Alaska Department of Revenue published the annual Alaska Salmon Production Report in March. The report covers the same products detailed in the Alaska Salmon Price Report (ASPR) and is useful for making canned salmon inventory estimates and for identifying broad trends in Alaska salmon production. Like the ASPR, reporting threshold is one million pounds.


We have included a total of six years in this [very large] table, with the intention of covering an equal number of odd and even-numbered years for pink salmon.

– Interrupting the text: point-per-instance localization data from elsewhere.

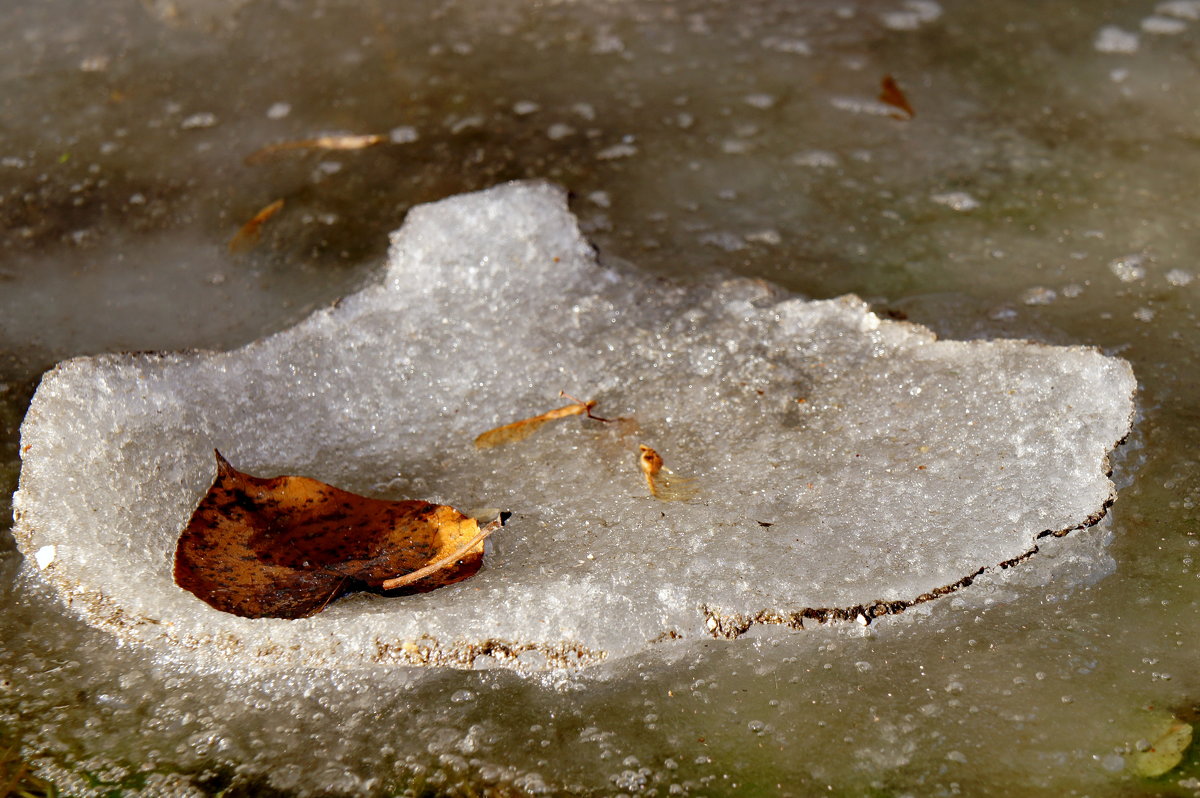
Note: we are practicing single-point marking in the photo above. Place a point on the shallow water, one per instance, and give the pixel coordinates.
(695, 137)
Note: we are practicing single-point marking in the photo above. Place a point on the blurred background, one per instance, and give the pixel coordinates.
(1044, 187)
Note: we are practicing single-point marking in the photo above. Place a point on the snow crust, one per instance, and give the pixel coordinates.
(844, 466)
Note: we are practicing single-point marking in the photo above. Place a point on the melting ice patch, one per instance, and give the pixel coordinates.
(843, 466)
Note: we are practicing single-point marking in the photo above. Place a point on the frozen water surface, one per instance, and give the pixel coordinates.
(843, 466)
(1041, 679)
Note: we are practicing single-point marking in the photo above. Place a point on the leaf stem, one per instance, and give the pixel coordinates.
(445, 562)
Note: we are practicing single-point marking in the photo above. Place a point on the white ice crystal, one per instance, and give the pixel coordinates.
(844, 466)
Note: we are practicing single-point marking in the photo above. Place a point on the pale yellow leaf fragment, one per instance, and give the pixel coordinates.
(663, 483)
(319, 143)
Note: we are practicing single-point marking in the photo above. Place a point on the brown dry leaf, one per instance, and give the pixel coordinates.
(892, 95)
(285, 547)
(247, 237)
(526, 427)
(663, 484)
(319, 143)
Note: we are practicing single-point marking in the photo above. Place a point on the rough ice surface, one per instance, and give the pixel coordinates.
(844, 466)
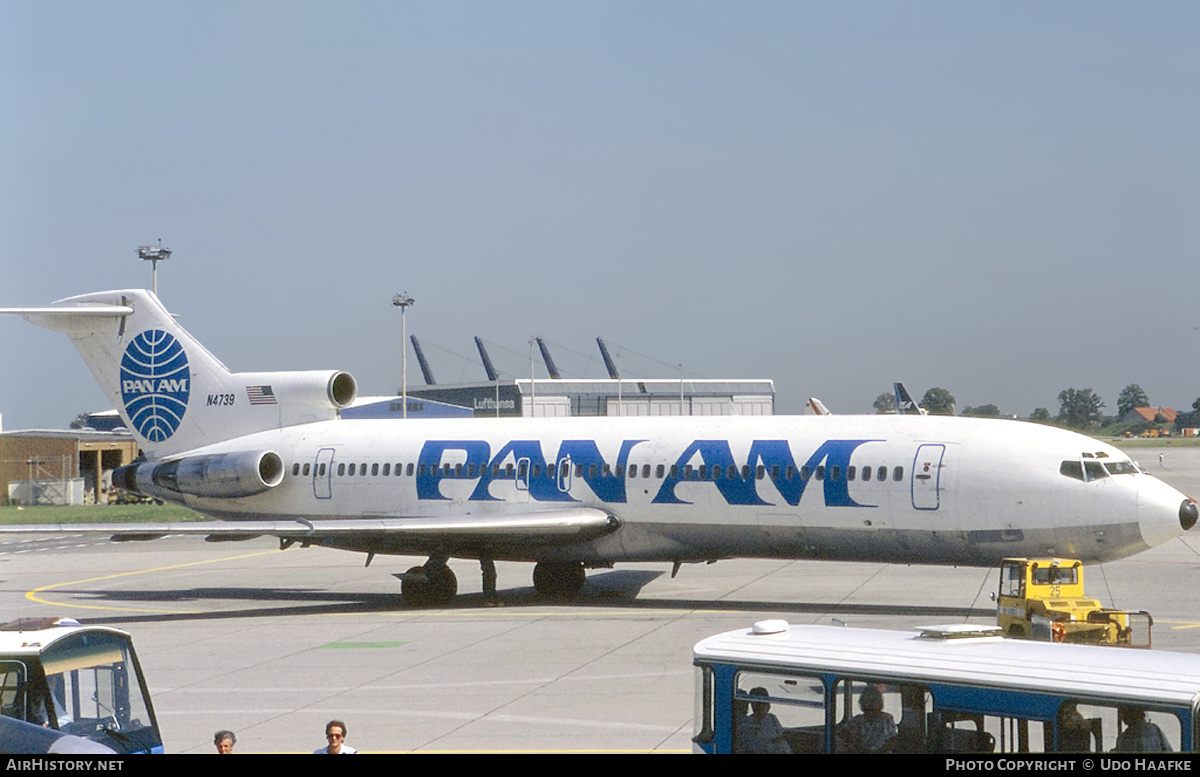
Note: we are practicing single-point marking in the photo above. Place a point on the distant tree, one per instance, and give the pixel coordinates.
(1079, 408)
(1041, 415)
(1132, 396)
(939, 402)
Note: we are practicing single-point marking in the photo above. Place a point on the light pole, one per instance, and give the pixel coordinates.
(154, 254)
(403, 301)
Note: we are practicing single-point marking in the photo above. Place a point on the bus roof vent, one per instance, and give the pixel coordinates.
(958, 631)
(37, 624)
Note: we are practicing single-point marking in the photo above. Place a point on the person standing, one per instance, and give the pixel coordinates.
(335, 734)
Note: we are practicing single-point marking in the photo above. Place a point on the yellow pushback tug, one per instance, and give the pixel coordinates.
(1044, 600)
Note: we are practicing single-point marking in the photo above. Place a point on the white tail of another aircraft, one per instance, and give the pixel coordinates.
(172, 392)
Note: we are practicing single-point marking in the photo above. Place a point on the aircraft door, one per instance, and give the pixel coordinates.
(522, 482)
(323, 474)
(927, 473)
(564, 474)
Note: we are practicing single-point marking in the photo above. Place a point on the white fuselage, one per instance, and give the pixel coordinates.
(921, 489)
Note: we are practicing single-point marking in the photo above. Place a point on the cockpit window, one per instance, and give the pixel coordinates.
(1072, 469)
(1089, 469)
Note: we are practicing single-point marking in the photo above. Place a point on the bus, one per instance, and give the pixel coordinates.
(780, 688)
(79, 680)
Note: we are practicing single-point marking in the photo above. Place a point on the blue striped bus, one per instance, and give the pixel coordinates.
(779, 688)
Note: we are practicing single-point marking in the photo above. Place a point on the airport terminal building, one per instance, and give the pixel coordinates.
(579, 398)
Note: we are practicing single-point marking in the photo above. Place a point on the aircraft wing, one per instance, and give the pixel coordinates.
(543, 526)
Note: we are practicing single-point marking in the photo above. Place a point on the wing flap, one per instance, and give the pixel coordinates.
(576, 524)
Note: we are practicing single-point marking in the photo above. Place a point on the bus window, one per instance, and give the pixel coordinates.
(778, 714)
(12, 688)
(93, 691)
(971, 733)
(1104, 728)
(702, 720)
(864, 721)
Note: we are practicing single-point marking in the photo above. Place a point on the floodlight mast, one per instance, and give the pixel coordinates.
(403, 302)
(154, 254)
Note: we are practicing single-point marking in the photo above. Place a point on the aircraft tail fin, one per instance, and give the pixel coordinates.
(173, 393)
(905, 405)
(815, 407)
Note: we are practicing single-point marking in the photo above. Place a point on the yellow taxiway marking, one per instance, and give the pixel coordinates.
(1180, 625)
(33, 595)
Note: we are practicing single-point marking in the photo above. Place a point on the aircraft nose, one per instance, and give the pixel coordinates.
(1164, 512)
(1188, 515)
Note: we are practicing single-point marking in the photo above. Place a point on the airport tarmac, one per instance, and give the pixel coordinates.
(273, 644)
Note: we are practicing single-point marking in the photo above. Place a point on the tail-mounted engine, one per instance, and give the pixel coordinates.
(217, 476)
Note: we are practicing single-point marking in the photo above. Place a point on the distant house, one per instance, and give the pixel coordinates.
(1147, 415)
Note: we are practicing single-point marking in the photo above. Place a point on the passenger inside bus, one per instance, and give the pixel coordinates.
(1140, 735)
(760, 732)
(873, 732)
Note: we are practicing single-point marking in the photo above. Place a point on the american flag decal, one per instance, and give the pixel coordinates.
(261, 395)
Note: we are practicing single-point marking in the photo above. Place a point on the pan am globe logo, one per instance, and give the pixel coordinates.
(155, 384)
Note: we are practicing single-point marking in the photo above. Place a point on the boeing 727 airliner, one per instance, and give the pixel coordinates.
(267, 453)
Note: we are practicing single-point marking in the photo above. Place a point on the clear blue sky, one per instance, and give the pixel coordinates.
(1001, 199)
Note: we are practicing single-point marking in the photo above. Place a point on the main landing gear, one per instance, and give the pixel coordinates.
(430, 585)
(436, 585)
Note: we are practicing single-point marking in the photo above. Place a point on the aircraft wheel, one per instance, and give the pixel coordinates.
(444, 585)
(438, 588)
(558, 579)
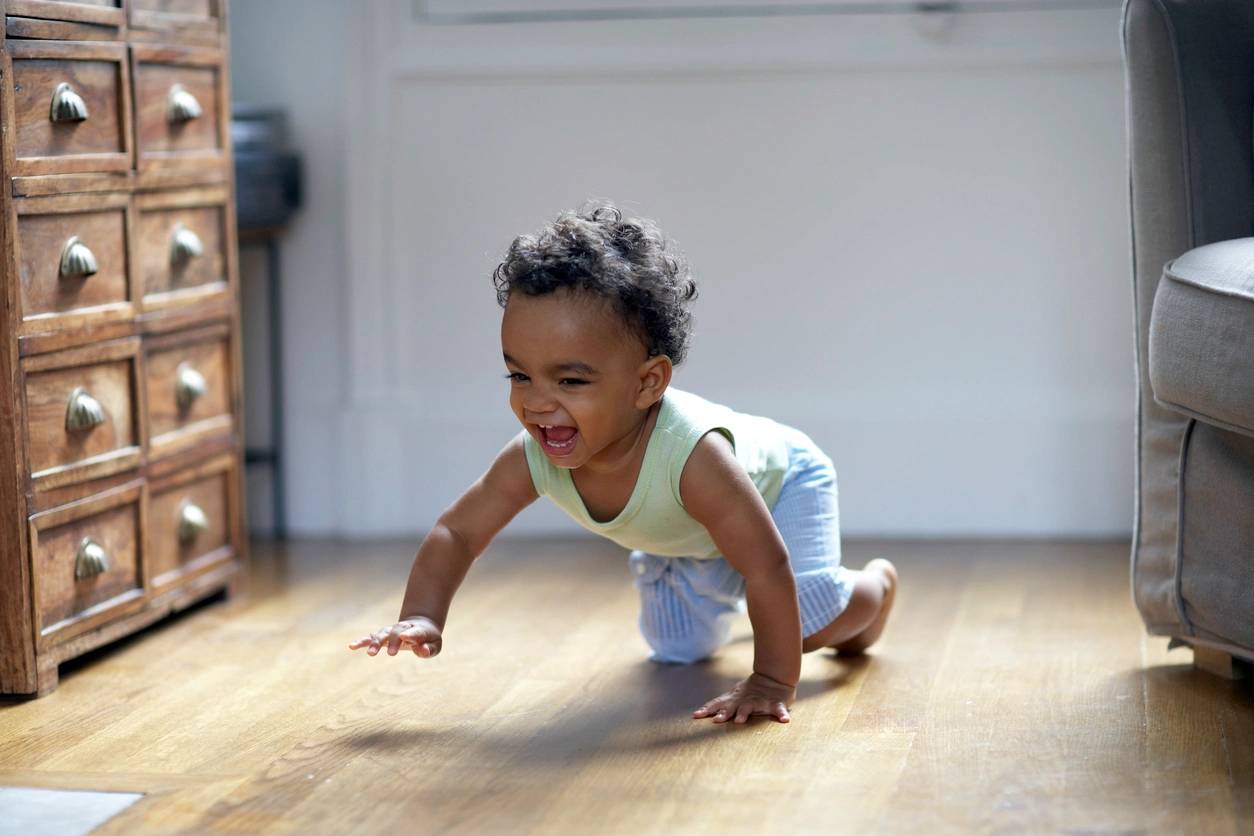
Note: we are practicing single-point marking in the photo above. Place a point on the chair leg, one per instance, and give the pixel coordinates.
(1217, 662)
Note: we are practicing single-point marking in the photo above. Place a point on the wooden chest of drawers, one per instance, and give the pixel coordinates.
(121, 435)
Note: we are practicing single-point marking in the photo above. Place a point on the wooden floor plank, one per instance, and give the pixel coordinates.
(1015, 689)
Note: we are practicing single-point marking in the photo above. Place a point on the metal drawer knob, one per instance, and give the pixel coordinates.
(184, 246)
(182, 105)
(77, 260)
(191, 522)
(68, 105)
(90, 559)
(83, 411)
(188, 386)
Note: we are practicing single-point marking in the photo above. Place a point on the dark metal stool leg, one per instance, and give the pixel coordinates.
(276, 385)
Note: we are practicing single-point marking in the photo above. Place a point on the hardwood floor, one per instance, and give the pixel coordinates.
(1013, 691)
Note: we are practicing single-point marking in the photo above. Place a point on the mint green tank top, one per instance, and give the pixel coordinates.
(653, 519)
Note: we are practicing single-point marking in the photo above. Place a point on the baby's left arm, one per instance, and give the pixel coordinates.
(719, 494)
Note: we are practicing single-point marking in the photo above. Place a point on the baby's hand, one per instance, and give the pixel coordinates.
(758, 694)
(420, 634)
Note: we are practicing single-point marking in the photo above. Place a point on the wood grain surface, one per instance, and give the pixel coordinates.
(1013, 691)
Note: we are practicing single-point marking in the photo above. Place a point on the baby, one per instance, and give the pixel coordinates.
(722, 512)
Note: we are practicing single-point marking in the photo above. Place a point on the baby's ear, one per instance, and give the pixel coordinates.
(655, 376)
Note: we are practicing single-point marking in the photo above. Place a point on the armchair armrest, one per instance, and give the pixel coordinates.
(1201, 335)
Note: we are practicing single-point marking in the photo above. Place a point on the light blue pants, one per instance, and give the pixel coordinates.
(687, 604)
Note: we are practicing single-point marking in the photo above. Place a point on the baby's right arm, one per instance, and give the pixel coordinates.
(460, 535)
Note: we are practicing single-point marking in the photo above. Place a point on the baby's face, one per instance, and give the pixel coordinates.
(573, 366)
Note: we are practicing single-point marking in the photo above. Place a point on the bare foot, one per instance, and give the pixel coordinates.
(864, 639)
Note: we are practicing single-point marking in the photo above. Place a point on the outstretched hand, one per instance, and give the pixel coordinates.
(758, 694)
(420, 634)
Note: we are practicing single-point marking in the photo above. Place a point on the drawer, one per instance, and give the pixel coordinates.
(88, 563)
(191, 522)
(181, 112)
(65, 19)
(73, 261)
(181, 246)
(82, 412)
(191, 19)
(188, 387)
(72, 107)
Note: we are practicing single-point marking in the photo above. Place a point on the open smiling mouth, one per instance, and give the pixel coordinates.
(558, 440)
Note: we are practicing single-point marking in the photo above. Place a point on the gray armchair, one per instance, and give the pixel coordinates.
(1190, 128)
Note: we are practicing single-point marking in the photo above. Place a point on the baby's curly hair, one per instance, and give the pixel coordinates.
(626, 261)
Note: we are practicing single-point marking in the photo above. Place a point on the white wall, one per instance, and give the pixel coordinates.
(911, 242)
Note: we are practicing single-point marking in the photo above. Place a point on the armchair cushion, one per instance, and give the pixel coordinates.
(1201, 335)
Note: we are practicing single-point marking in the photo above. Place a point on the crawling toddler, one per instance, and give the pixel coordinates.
(721, 510)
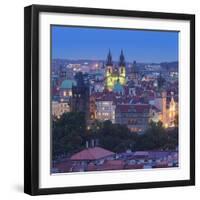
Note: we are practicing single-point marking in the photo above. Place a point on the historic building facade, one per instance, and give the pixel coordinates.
(115, 74)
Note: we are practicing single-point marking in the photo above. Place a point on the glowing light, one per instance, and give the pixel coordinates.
(166, 125)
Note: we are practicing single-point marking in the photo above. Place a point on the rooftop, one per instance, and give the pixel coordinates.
(92, 154)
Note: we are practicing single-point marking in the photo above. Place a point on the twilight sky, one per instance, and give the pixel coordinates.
(93, 43)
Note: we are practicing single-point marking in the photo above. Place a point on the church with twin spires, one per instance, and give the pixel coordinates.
(115, 74)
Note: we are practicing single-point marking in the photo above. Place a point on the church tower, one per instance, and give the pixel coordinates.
(122, 69)
(109, 71)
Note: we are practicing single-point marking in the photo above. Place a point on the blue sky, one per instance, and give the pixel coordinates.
(93, 43)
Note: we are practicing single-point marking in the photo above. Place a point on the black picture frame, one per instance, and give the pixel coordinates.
(31, 98)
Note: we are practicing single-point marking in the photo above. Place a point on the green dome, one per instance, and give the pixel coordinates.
(67, 84)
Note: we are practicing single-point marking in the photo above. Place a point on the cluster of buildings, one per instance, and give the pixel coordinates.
(116, 92)
(99, 159)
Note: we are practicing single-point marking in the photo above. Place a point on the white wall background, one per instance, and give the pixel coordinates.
(11, 98)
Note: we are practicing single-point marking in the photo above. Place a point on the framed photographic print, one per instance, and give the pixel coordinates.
(109, 100)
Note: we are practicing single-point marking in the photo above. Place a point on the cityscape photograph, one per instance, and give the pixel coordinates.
(114, 99)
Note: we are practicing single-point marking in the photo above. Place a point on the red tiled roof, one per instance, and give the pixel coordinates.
(63, 166)
(134, 166)
(112, 165)
(92, 154)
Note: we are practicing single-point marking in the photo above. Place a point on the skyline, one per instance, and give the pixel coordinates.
(94, 44)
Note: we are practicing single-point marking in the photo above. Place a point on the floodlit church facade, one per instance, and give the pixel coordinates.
(115, 74)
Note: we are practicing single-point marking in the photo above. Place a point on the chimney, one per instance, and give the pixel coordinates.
(87, 145)
(92, 143)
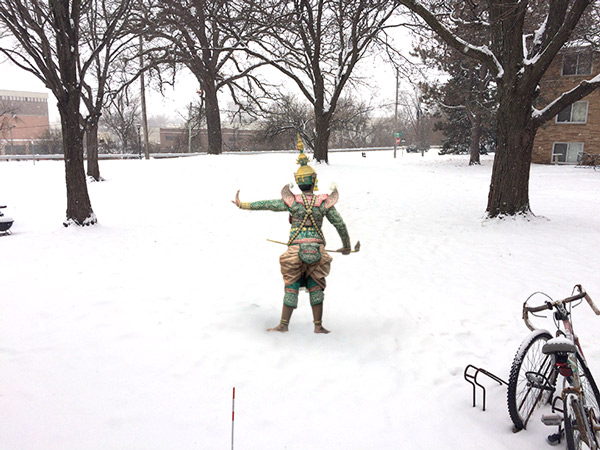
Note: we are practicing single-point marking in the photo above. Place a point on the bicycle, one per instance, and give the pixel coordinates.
(5, 223)
(536, 368)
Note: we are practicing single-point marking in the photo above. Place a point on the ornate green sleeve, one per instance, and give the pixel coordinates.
(269, 205)
(336, 220)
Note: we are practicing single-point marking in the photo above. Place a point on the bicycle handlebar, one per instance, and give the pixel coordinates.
(551, 305)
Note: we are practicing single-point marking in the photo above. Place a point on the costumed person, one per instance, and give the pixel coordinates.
(305, 263)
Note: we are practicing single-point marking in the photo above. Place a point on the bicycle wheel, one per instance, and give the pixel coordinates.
(582, 426)
(532, 376)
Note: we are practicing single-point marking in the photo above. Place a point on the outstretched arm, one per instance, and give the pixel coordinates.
(336, 220)
(265, 205)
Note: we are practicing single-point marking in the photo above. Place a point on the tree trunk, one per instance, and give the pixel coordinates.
(475, 138)
(79, 208)
(509, 189)
(213, 119)
(91, 140)
(322, 137)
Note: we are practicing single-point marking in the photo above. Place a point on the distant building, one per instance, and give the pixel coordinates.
(575, 130)
(24, 121)
(177, 139)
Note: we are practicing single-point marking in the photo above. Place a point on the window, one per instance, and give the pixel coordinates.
(567, 152)
(574, 113)
(577, 64)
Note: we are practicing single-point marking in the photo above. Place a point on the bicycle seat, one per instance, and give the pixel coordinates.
(558, 345)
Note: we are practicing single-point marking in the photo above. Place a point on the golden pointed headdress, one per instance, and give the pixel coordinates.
(305, 174)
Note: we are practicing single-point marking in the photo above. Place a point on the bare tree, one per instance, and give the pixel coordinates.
(104, 23)
(289, 117)
(46, 39)
(317, 44)
(122, 116)
(524, 38)
(208, 37)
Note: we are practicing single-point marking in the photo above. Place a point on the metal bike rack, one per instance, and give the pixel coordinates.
(471, 373)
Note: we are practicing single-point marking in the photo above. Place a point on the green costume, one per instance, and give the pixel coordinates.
(305, 263)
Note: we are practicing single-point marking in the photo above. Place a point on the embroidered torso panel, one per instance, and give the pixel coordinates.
(306, 216)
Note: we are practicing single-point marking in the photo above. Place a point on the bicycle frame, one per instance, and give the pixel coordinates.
(584, 420)
(566, 363)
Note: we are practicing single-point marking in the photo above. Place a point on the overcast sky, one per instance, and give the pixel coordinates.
(174, 104)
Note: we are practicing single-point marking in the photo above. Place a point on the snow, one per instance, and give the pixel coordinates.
(132, 333)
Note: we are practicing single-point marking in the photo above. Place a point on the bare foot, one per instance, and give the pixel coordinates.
(320, 329)
(282, 328)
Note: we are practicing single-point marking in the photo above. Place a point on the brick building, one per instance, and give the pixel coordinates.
(575, 130)
(24, 121)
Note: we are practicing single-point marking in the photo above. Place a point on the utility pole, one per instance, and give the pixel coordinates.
(190, 130)
(396, 112)
(143, 99)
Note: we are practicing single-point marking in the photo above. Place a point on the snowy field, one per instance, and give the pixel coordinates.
(132, 334)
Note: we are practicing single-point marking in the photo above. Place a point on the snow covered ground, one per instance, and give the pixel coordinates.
(132, 334)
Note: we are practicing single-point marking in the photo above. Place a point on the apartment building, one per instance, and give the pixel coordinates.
(23, 121)
(575, 132)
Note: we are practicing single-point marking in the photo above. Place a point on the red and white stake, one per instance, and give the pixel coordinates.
(232, 416)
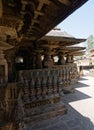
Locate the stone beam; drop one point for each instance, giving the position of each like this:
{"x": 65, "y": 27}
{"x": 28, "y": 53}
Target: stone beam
{"x": 65, "y": 2}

Significant findings from the production report data:

  • Canned salmon as a share of total salmon production declined significantly between 2004 and 2009, from 41 percent to 30 percent. However, this can be partially attributed to declining pink salmon harvest volume.
  • The pink salmon product-form shift from canned to frozen appears to have stabilized with canned share of production in the mid-50-percent range.
  • Canned sockeye as a share of total sockeye production has declined steadily for four years, from 32 percent in 2006 to 26 percent in 2009. This is likely a genuine product-form shift, as sockeye harvest volume was stable during that period.
  • Total fresh H&G production is down substantially, from the peak of 44 million pounds in 2007 to 27 million pounds in 2009.
  • In the frozen fillet product form, sockeye shows the greatest percentage of growth and the best stability of product-form growth. Frozen sockeye fillet production increased from 4 million to 16 million pounds between 2004 and 2009 and is the only species to show consistent growth across the period.
  • Production of fresh fillets has never exceeded one percent of total production volume.